Penyidik Satreskrim Polres Tuban melakukan reka adegan kasus tersebut di halaman depan Mapolres Tuban. Dalam rekonstruksi yang disaksikan Jaksa Penuntut Umum (JPU) Kejari Tuban itu tersangka Sulton (25) memperagakan 38 adegan.
Kasat Reskrim Polres Tuban, AKP Dimas Robin Alexander menyatakan bahwa rekonstruksi berjalan lancar dan berhasil memperjelas motif serta rangkaian tindakan tersangka.
“Dengan rekonstruksi ini, kita mendapatkan gambaran yang semakin jelas bagaimana peristiwa itu terjadi, termasuk motif pembunuhan,” ujarnya.
Adegan dimulai dari saat tersangka mengurus perpindahan alamat dari Tuban ke Sidoarjo di Balai Desa Margosari, pada 10 Juni 2025. Setelah sempat berada di Sidoarjo, tersangka berpamitan kepada sang kakak untuk pulang menjenguk orang tua di Tuban.
Pada 20 Juni pukul 18.00 WIB, tersangka mendapat pesan WhatsApp dari korban, yang meminta dijemput di tempat kerjanya, sebuah toko buah di wilayah Kecamatan Singgahan. Dilanjut adegan tersangka menjemput korban menggunakan motor Honda Beat pada pukul 20.45 WIB.
Baca Juga:
Tersangka kemudian membonceng korban dan mengantarnya pulang. Korban turun di dekat rumahnya. Setelah itu tersangka pulang. Namun, pukul 21.30 WIB, korban kembali menghubungi tersangka untuk bertemu.

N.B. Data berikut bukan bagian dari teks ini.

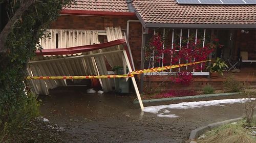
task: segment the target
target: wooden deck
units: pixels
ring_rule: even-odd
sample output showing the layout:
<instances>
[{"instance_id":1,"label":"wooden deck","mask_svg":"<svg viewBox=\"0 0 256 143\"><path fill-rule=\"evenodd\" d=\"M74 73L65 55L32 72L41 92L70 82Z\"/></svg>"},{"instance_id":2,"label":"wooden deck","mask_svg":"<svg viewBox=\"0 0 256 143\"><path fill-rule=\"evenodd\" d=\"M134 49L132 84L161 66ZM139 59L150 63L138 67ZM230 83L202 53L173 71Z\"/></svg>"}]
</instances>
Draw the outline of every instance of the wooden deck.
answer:
<instances>
[{"instance_id":1,"label":"wooden deck","mask_svg":"<svg viewBox=\"0 0 256 143\"><path fill-rule=\"evenodd\" d=\"M229 77L233 77L242 82L245 86L256 87L256 67L247 67L241 68L240 73L224 72L224 75L220 75L218 78L210 78L207 76L194 76L192 83L189 85L175 84L170 79L171 76L147 75L144 77L144 88L160 88L161 90L173 89L200 89L207 85L211 85L216 89L222 89L222 83Z\"/></svg>"}]
</instances>

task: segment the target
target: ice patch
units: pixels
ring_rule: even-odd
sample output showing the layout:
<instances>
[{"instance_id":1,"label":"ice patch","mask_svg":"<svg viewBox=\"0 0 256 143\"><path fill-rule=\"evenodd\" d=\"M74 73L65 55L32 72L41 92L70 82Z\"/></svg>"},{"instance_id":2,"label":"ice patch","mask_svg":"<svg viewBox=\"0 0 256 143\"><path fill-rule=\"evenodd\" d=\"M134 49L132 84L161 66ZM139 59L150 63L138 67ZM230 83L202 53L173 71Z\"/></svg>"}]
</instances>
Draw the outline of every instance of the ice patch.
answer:
<instances>
[{"instance_id":1,"label":"ice patch","mask_svg":"<svg viewBox=\"0 0 256 143\"><path fill-rule=\"evenodd\" d=\"M43 118L43 120L42 120L42 121L45 122L50 122L50 121L49 121L48 119L46 119L46 118Z\"/></svg>"},{"instance_id":2,"label":"ice patch","mask_svg":"<svg viewBox=\"0 0 256 143\"><path fill-rule=\"evenodd\" d=\"M98 91L98 94L103 94L104 93L104 92L102 91Z\"/></svg>"},{"instance_id":3,"label":"ice patch","mask_svg":"<svg viewBox=\"0 0 256 143\"><path fill-rule=\"evenodd\" d=\"M164 109L163 112L164 113L168 113L168 112L170 112L170 110L166 110L166 109Z\"/></svg>"},{"instance_id":4,"label":"ice patch","mask_svg":"<svg viewBox=\"0 0 256 143\"><path fill-rule=\"evenodd\" d=\"M203 106L226 106L221 104L233 104L236 103L244 103L245 100L248 101L248 98L243 99L222 99L210 101L195 101L188 102L182 102L178 104L169 104L166 105L159 105L146 107L144 108L143 111L151 112L157 114L158 117L169 117L169 118L176 118L179 116L174 114L164 115L163 112L165 113L169 113L170 110L168 109L194 109L196 108L202 108ZM255 100L255 98L251 98L252 100Z\"/></svg>"},{"instance_id":5,"label":"ice patch","mask_svg":"<svg viewBox=\"0 0 256 143\"><path fill-rule=\"evenodd\" d=\"M162 113L158 115L157 116L160 117L168 117L168 118L179 117L179 116L177 116L175 114L163 115L163 113Z\"/></svg>"},{"instance_id":6,"label":"ice patch","mask_svg":"<svg viewBox=\"0 0 256 143\"><path fill-rule=\"evenodd\" d=\"M87 93L95 93L96 91L93 89L90 89L87 90Z\"/></svg>"}]
</instances>

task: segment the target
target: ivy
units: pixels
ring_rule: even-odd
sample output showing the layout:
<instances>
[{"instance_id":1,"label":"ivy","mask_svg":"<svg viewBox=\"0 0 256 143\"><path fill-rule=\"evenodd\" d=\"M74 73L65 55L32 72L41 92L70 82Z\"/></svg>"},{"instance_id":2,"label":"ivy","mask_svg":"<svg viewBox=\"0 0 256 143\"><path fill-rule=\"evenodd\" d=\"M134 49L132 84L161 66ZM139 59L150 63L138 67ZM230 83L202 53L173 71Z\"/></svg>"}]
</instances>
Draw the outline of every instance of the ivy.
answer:
<instances>
[{"instance_id":1,"label":"ivy","mask_svg":"<svg viewBox=\"0 0 256 143\"><path fill-rule=\"evenodd\" d=\"M6 26L16 15L23 3L25 2L1 1L1 8L5 9L7 13L5 18L1 18L2 26ZM24 83L26 67L35 55L35 51L41 48L38 43L39 38L47 36L44 34L46 28L59 16L62 8L71 3L70 0L33 1L32 4L23 11L4 39L4 46L7 50L0 53L0 133L5 125L11 123L27 103ZM1 36L3 29L1 27Z\"/></svg>"}]
</instances>

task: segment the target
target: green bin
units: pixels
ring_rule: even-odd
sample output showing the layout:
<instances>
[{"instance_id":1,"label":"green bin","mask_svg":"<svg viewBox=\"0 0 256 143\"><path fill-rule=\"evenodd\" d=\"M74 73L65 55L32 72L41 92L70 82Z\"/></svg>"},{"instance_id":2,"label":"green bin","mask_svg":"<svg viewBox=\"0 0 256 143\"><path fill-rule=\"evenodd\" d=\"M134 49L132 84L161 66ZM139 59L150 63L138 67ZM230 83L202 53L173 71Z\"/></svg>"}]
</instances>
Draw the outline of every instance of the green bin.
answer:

Beberapa saat kemudian tersangka menjemput korban kembali di dekat gang rumahnya. Mereka berboncengan kembali menuju arah Kecamatan Bangilan.
Di tengah perjalanan, korban menolak diajak pulang dan meminta dibawa ke “Jalan Cinta”, sebuah jalan sepi di wilayah Desa Banjarworo, Kecamatan Bangilan. Di sanalah cekcok terjadi. Setelah turun dari motor, keduanya terlibat adu mulut.
Adegan bergeser sejauh 10 meter, dan percekcokan kembali memanas. Menurut rekontruksi, korban sempat memukul tersangka beberapa kali. Tersangka kemudian membalas dengan memukul leher belakang korban dua kali dan sekali di pipi kiri. Akibat pukulan tersebut, korban terjatuh tengkurap di pinggir jalan.
Tak berhenti di situ, tersangka menginjak punggung korban, lalu menyeret dan melemparkannya ke sawah. Ia kemudian melompat ke arah korban, memastikan kondisi korban dengan menyentuh kepalanya hingga terbenam di lumpur sawah.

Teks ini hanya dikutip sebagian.